Werden die im Bundesärzteausschuss eingerichteten Arbeitsgruppen ihre Arbeit wieder aufnehmen?
Bezüglich unserer Vereinbarungen aus dem Jahr 2009 hatten wir damals lange Gespräche auf Basis von vier Arbeitsgruppen. Bei einer dieser Arbeitsgruppen ging es um Bedarfsplanung, wo beschlossen wurde, dass die Bedarfplanung beziehungsweise Bedarfsdeckung immer in Absprache mit den Vertragspartnern – also Sozialversicherung und jeweiliger Kurie – festgelegt werden muss. Im Masterplan steht jedoch, dass die Bedarfsplanung unabhängig von den Anbietern zu führen sei. Es gab nun eine Klarstellung wie wir diese Vereinbarung sehen. Wir nehmen zur Kenntnis, dass der Hauptverband nicht der Meinung ist, dass es ohne uns geschehen soll. Der Hauptverband hat sich natürlich gewünscht, dass die Arbeitsgruppen wieder die Arbeit aufnehmen. Für mich ist es formell, dass die Beschlussfassung besteht. Ich werde das der Kurie entsprechend mitteilen und auch zur Diskussion stellen, ob die Arbeitsgruppen wieder ihre Tätigkeit aufnehmen sollen. Ich gehe aber davon aus, dass man versucht, die gemeinsamen Probleme gemeinsam zu lösen.

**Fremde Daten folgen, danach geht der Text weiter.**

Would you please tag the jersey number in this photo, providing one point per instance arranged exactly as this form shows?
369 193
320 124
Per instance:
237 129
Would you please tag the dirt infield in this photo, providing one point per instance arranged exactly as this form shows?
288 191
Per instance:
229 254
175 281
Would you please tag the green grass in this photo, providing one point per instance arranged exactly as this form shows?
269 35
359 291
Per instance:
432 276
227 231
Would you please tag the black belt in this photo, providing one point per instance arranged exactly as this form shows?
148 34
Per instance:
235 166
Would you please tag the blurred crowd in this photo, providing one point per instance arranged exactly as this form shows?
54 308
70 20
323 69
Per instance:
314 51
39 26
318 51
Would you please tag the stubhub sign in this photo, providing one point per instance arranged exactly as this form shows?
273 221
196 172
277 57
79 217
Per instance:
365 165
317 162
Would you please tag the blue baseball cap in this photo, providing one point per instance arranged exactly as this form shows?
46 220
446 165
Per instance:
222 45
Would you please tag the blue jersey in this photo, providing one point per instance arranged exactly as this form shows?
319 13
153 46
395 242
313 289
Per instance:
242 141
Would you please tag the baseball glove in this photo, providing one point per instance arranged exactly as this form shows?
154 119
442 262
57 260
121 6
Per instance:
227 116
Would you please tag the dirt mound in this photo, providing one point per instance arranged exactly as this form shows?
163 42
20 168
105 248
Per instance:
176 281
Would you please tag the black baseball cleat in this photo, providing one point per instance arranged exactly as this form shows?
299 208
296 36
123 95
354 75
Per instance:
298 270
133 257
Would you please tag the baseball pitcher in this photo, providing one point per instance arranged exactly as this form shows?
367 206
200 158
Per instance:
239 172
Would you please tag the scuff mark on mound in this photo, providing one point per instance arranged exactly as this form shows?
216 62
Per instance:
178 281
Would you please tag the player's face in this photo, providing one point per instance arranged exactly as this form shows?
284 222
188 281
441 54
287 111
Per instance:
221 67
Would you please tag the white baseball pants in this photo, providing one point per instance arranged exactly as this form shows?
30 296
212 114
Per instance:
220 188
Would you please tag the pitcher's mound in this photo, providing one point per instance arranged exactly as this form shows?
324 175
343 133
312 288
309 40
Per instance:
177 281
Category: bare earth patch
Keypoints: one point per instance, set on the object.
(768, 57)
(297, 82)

Wie schaut es mit der Qualitätssicherung aus?
Ein Thema war, wo die Qualitätssicherung letztlich stattfinden soll. In unserer Vereinbarung steht, dass das bei der ÖQMed unter Mitwirkung aus dem Hauptverband zu sein hätte, das war schon unterschrieben. Im Masterplan fand sich dann aber ein unabhängiges Qualitätsinstitut. Auch hier wurde der gemeinsame Weg verlassen. Aber zur Zeit steht die ÖQMed nicht zur Diskussion. Die ÖQMed sehe ich als das einzig funktionierende Instrument im Gesundheitsbereich in Österreich.

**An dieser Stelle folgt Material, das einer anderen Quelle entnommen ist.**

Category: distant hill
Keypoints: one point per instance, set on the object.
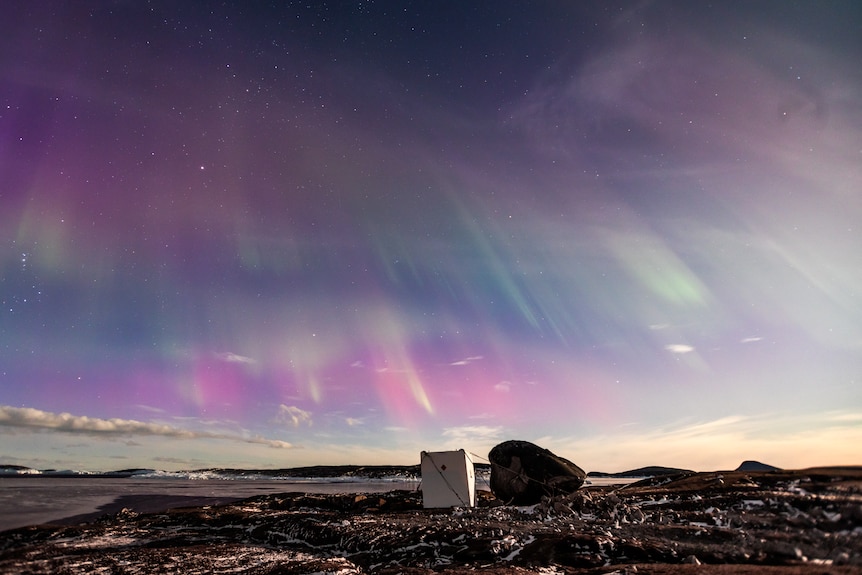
(750, 465)
(651, 471)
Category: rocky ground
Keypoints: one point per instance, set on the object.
(779, 522)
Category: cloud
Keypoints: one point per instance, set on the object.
(473, 434)
(235, 358)
(293, 415)
(467, 360)
(679, 348)
(30, 418)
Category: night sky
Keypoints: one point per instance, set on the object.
(272, 234)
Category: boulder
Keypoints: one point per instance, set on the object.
(522, 472)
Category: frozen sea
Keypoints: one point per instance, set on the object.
(36, 499)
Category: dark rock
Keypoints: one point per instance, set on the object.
(756, 466)
(522, 472)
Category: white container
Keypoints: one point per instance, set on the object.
(448, 479)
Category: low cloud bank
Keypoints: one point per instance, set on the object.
(30, 418)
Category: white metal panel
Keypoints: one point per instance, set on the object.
(448, 479)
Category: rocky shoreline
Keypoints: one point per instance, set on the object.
(786, 522)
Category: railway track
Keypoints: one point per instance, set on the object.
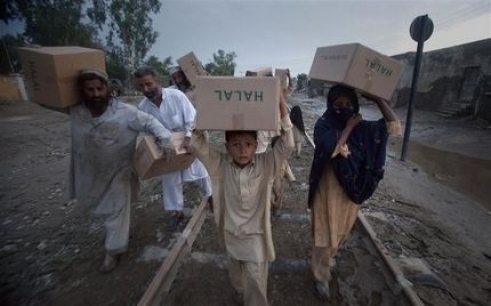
(194, 273)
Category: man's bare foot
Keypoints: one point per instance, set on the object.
(110, 263)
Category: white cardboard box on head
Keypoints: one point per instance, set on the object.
(237, 103)
(51, 73)
(261, 71)
(359, 67)
(284, 76)
(191, 67)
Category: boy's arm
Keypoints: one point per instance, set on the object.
(208, 155)
(285, 144)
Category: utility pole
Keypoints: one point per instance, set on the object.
(421, 29)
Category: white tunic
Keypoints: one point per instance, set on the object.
(102, 150)
(177, 114)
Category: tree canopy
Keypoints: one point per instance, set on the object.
(162, 67)
(223, 63)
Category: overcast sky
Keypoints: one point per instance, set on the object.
(286, 33)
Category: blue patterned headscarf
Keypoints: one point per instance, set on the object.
(360, 173)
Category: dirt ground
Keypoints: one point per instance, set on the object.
(432, 213)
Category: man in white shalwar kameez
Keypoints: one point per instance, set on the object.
(102, 177)
(174, 110)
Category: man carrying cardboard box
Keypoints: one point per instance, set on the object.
(243, 191)
(174, 110)
(102, 177)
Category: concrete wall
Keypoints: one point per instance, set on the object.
(460, 74)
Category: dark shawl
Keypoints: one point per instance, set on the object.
(296, 118)
(360, 173)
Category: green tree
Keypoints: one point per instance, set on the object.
(129, 24)
(222, 64)
(9, 60)
(115, 66)
(162, 67)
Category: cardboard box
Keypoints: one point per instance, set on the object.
(151, 161)
(191, 67)
(284, 76)
(357, 66)
(51, 72)
(261, 71)
(237, 103)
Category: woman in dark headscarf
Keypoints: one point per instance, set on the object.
(348, 163)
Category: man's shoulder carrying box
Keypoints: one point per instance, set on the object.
(51, 72)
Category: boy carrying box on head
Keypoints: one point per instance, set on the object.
(242, 182)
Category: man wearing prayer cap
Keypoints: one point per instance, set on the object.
(102, 177)
(181, 82)
(174, 110)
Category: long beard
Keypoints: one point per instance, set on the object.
(97, 104)
(183, 86)
(152, 94)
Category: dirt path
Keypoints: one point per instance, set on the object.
(51, 249)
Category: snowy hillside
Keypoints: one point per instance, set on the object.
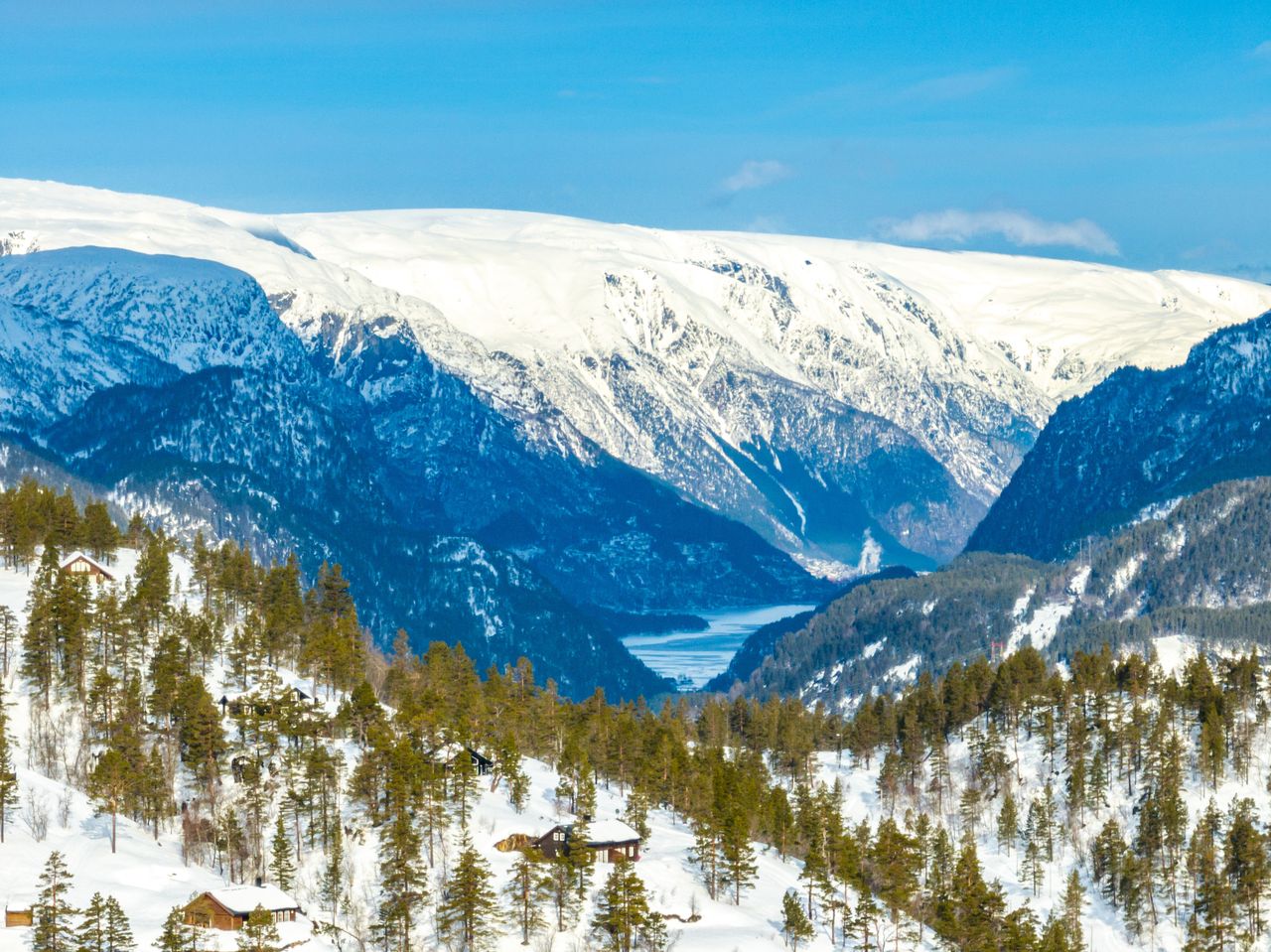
(1194, 568)
(836, 397)
(1072, 834)
(150, 876)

Wurde auch das Thema Mammographie-Screeningprojekt angesprochen?
Ja, wir haben uns über die entsprechenden Pläne des Hauptverbandes dazu unterhalten. Das Problem dabei ist kein Problem der Vertragsparteien an sich, sondern eines der handelnden Personen. Aber ich hoffe, dass das auch unser Gegenüber irgendwann einsieht. Ich hoffe inständig, dass bis Ende Juni ein Plan für das Mammographie-Screening erarbeitet wird. Ansonsten sehe ich keine Chance dieses Screening in Österreich zu etablieren, denn die Pläne vom Hauptverband, die uns bekannt wurden, werden wir sicher nicht mittragen. Auch in der Bevölkerung gibt es schon laute Gegenstimmen.

Welche strittigen Themen wurden noch diskutiert?

Auch das Vorgehen um die Vorsorgekoloskopie kam zur Sprache. Dabei wird versucht, um uns herum einen Weg zu finden, die sogenannte Bundesqualitätsleitlinie einzusetzen. Das ist etwas ganz Bizarres. Dieser Vorschlag zur Qualitätssicherung bei der Vorsorgekoloskopie, der meiner Meinung nach vollkommen überspitzt, überzogen und in keinem Verhältnis zur Realität ist, riskiert, dass die Vorsorge-Koloskopie im niedergelassenen Bereich nicht mehr durchgeführt werden könnte. Ähnlich ist die Problematik in der Hörgeräteverordnung, wo der Hauptverband ebenfalls einen eigenen Weg geht und die Lösungen nicht mit uns sucht. Außerdem ging es um die Einführung von Richtlinien, also um ein adäquates Leitlinien-gerechtes Verhalten. Bei Verstößen soll es zu einer Sanktionierung kommen. Das sind grauenvolle Ideen, medizinische Versorgung darf nicht über die Restringierung und Bedrohung funktionieren!

Wie soll sich die Arbeit im Bundesärzteausschuss künftig gestalten?
Der Bundesärzteausschuss ist im ASVG festgelegt. Schon 2008 war es mein Bemühen, dass die Vertragspartner die Gesprächsbasis nutzen und nicht aneinander vorbei gesundheitspolitische Absichten durchsetzen. Das belastet das gemeinsame Tun und die Atmosphäre. Besonders für die betroffenen Patienten ist das irritierend. Daher plädiere ich dafür, dass man diese Gesprächsbasis wieder aufleben lässt. Dazu gehört vor allem Respekt voreinander.